Overcoming Ptolemy by Geoffrey C. Gunn

Overcoming Ptolemy by Geoffrey C. Gunn

Author:Geoffrey C. Gunn
Language: eng
Format: epub
ISBN: 9781498590143
Publisher: Lexington Books, a division of Rowman & Littlefield Publishers, Inc.


Figure 5.1 Asia: With the Islands Adioyning Described, the Atire of the People, & Townes of Importance, all of them Newly Augmented. John Speed (1626). Published in A Prospect of the Most Famous Parts of the World (London, 1662). City maps in upper border: Candy—Goa—Damascus—Jerusalem—Ormus—Bantam—Aden—Macao. Scale [ca. 1:27,000,000] at Equator. Impressive with its longitude and latitude grid, here Speed creates his own world regional delineation of Asia with boundaries imposed. China is named, as is Tartaria, West Ocean, East Ocean, and Chinean Ocean. The American continent is acknowledged. Source: Map reproduction courtesy of the Norman B. Leventhal Map & Education Center at the Boston Public Library.

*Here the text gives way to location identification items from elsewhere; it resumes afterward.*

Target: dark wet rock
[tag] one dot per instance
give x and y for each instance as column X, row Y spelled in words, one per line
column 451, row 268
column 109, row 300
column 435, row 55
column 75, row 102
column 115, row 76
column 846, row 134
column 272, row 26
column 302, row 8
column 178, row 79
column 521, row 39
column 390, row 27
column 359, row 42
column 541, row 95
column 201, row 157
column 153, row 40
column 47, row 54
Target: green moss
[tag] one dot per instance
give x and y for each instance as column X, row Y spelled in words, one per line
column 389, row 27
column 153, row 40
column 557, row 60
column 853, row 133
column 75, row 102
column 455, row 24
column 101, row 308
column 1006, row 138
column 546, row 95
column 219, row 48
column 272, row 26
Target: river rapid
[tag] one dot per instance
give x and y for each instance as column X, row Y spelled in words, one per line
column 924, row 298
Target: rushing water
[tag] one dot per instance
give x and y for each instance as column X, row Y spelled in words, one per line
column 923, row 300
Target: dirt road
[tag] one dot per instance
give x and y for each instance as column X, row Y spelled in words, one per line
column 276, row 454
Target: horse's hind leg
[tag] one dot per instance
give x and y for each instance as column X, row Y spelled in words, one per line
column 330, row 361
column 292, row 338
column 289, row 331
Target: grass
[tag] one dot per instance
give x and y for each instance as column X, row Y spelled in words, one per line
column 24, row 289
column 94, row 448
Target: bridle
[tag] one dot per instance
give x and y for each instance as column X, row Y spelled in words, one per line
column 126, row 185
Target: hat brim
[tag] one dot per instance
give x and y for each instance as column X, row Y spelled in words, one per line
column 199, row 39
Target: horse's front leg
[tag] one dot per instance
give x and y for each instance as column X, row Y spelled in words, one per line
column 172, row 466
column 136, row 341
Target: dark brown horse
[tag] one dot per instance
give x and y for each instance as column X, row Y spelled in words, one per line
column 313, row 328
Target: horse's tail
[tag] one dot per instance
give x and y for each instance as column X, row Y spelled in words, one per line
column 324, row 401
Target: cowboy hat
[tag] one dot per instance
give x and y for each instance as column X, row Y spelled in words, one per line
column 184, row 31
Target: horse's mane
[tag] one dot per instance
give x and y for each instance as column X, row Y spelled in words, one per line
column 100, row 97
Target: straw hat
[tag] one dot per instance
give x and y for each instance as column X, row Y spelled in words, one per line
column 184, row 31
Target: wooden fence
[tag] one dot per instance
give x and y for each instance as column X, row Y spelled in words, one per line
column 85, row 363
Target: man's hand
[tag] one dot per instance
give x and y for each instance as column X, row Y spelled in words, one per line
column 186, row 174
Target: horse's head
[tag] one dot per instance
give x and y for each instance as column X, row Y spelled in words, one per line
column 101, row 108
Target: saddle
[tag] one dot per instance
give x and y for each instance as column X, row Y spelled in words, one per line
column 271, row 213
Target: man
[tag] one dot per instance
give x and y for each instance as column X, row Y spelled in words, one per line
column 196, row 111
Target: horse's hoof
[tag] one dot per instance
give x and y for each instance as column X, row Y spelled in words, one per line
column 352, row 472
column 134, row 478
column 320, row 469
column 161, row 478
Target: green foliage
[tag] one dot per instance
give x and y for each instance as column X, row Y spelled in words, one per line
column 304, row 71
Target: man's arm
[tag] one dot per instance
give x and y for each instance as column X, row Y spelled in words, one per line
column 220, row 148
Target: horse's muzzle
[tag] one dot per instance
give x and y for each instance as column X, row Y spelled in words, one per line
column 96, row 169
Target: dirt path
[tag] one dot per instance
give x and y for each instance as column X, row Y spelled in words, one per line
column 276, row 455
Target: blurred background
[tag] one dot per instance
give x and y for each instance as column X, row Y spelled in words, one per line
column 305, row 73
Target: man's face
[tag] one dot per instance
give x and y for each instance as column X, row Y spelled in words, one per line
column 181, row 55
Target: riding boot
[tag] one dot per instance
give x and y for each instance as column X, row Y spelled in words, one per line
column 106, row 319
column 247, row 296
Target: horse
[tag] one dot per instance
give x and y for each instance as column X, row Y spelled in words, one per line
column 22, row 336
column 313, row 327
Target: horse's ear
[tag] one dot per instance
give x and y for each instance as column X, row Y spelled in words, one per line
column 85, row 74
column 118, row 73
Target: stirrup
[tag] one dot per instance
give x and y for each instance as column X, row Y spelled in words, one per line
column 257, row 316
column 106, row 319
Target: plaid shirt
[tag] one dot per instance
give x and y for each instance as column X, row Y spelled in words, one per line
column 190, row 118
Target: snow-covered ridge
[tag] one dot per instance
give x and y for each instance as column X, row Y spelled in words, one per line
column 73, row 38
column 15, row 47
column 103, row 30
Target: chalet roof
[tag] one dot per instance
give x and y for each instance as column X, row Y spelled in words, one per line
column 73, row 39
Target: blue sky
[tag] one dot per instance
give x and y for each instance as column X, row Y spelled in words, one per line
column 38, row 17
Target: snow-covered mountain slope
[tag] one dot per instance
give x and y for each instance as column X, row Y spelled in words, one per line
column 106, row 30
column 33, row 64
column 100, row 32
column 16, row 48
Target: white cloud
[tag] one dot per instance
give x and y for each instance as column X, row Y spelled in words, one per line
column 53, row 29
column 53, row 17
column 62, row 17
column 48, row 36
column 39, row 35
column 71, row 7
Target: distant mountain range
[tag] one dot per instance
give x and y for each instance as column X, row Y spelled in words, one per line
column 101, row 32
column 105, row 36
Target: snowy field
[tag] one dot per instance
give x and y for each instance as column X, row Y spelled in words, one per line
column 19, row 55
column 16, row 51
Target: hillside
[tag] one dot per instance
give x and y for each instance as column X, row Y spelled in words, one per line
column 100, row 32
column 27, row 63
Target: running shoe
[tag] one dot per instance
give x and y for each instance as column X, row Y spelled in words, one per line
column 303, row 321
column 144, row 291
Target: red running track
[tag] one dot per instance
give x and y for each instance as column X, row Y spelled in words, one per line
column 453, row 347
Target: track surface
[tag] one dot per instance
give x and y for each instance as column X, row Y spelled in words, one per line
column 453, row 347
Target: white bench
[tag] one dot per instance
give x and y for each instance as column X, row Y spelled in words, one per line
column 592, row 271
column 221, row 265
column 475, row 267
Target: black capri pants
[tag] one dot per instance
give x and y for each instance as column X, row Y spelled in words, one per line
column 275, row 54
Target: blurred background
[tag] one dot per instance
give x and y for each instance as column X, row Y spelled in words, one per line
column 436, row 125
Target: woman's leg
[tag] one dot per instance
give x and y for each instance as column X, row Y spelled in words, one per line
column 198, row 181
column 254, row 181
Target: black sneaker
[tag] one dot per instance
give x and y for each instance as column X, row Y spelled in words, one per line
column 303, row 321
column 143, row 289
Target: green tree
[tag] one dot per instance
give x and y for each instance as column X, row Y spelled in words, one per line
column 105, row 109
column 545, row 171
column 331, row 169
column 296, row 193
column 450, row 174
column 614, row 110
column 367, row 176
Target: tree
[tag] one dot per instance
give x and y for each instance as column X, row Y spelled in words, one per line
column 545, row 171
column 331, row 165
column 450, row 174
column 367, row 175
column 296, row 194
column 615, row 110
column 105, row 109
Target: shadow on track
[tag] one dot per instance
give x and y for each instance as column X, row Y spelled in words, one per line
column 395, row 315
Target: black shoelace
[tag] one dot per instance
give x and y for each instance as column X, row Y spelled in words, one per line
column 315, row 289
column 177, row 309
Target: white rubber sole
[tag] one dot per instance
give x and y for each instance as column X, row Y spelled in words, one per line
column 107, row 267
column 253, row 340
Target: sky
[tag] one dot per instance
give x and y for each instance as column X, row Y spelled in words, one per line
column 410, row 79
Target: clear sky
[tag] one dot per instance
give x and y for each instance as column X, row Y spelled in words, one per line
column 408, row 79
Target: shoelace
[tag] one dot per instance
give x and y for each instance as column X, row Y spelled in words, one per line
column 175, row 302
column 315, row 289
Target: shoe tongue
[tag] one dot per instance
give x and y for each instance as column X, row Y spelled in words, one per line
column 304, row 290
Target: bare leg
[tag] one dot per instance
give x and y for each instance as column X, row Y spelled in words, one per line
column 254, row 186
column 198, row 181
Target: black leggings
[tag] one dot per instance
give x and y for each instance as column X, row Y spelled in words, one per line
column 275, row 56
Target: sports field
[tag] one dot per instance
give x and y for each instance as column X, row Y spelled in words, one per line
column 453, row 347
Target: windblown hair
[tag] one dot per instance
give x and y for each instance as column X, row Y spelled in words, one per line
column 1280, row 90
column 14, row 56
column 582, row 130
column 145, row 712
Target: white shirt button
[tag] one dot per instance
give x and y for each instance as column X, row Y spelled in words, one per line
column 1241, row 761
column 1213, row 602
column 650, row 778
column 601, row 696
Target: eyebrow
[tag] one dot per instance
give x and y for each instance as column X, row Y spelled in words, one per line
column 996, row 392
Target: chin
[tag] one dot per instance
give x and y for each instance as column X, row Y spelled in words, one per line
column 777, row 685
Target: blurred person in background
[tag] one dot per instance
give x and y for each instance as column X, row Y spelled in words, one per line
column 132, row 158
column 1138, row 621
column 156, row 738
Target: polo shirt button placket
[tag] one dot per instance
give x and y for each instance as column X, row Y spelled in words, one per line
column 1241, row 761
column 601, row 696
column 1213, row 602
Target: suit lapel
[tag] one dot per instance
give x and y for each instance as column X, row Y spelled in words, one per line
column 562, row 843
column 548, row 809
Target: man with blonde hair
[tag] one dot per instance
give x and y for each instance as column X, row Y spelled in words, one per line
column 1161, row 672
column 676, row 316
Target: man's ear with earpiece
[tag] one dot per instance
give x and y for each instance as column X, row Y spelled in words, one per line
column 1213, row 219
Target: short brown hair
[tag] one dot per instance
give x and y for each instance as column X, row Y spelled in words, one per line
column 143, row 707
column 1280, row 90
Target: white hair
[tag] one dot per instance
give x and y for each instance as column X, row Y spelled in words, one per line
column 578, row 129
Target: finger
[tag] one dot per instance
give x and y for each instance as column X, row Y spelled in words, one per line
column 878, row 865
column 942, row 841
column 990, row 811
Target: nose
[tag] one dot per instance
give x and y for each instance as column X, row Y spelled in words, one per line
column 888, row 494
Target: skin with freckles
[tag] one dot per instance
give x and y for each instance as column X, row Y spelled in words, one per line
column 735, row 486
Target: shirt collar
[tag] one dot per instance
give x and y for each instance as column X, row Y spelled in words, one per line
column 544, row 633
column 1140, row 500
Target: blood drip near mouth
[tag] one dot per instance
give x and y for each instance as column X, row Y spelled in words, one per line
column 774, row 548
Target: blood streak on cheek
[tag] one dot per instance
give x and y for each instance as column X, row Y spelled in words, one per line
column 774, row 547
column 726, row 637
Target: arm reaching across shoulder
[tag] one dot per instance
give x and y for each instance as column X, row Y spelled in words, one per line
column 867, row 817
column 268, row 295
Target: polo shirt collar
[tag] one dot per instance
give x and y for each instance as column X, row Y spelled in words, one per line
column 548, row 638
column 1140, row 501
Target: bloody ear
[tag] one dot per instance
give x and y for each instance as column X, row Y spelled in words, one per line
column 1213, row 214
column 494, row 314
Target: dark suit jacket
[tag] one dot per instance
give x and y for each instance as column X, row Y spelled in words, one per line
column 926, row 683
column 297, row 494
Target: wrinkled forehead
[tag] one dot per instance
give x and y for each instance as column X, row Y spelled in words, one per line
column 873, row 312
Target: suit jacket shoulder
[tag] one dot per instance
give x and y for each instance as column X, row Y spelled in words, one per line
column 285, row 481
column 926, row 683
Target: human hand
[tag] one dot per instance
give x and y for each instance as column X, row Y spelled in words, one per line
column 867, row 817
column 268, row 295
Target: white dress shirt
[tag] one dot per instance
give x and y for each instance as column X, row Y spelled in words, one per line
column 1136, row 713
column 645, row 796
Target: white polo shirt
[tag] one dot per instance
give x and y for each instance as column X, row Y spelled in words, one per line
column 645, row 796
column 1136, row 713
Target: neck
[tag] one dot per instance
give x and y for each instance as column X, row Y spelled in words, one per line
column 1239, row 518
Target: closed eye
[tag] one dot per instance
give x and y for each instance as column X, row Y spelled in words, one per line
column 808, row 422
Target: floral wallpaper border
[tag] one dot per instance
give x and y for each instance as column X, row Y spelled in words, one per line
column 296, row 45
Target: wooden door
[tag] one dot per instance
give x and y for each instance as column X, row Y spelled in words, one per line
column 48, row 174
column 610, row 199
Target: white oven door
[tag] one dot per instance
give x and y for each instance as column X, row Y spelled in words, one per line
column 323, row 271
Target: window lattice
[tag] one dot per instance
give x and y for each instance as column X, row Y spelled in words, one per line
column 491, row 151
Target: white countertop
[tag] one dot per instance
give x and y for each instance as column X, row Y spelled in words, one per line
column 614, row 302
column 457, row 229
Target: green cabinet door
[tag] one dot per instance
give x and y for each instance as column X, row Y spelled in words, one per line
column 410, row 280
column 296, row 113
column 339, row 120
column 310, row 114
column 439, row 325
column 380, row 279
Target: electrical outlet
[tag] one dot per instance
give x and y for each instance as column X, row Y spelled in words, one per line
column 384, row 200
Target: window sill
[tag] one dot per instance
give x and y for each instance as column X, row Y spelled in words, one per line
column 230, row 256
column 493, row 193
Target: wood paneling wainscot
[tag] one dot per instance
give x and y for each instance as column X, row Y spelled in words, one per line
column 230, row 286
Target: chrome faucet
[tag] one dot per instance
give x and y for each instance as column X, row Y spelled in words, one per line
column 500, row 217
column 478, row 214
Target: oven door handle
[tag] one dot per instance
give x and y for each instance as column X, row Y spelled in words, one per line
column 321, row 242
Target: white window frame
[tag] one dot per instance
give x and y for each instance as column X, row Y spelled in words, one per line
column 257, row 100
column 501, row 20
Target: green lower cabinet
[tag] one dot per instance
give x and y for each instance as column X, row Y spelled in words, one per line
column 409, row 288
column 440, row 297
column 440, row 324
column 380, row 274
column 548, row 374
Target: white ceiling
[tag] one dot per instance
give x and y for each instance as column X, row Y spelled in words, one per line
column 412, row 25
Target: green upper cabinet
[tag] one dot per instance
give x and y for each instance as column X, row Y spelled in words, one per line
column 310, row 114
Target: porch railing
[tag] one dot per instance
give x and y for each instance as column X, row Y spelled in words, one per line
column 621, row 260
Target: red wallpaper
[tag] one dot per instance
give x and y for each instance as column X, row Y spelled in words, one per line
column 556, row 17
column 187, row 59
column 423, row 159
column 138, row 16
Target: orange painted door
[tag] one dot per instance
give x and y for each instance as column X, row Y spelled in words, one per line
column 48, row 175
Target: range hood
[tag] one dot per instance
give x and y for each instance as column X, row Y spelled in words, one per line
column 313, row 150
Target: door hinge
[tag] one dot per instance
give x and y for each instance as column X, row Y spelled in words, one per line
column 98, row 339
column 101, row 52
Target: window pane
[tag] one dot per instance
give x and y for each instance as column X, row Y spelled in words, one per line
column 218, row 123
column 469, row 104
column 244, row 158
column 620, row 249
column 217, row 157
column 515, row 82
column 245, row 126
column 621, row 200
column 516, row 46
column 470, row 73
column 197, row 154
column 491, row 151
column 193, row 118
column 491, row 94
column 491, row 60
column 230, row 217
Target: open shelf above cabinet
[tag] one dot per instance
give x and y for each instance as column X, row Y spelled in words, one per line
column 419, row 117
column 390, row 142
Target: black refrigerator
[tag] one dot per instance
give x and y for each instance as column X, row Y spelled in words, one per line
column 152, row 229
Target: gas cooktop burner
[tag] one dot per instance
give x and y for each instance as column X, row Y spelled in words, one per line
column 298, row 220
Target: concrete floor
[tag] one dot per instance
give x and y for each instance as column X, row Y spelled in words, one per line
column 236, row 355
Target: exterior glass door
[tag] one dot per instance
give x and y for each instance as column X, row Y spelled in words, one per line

Tartaria, in turn, was divided into five main subregions (with additions), Tartaria Preompensis (Tartaria Minor, wholly in Europe); Tartaria Deserta (Asiatica); Antiqua; Zagathay (Sythia intra montem Imaum of the ancients); Turkestan, and Cathay (seat of the Great Cham with his court in Cambalu [Khanbalik]). Additionally, he expounds upon Serica and Synthia extra montem, “in which I follow not the bounds laid down by Ptolemy, who for want of that knowledge in these remote countries which these later ages have afforded, if fain to shut it up on the north and east with Terra Incognita.” In other words, Heylyn presumes to know more about these eastern and northerly zones than the ancients. “At the present it is called Cathay.” As for Serica/Sera/ Silk, he offers no advance on Pliny, fictionalizing a race of people said to live to up to 200 years of age. But Ptolemy locates this place too far north, he asserts. This excursion on Tartary is important as the issue came to beset Czarist Russia and the Qing dynasty at a point in history when both expanding empires came into collision over ill-defined boundaries or, actually tracts of steppe virtually unowned apart from nomadic inhabitants.

Cathay or China

On Cathay and China, as Heylyn continues, by contrast with Tartaria:

China is bounded on the North, with Cathay, and the eastern Tartars, from which separated by a continuous chain of hills . . . and where that chain is broken off, or interrupted, by a great wall extended 400 leagues in length, on the South partly with Cochinchina, a province of India, partly with the Ocean, on the East with the Oriental Ocean; and on the West with part of India, and of Cathay. (Heylyn 1682: 181)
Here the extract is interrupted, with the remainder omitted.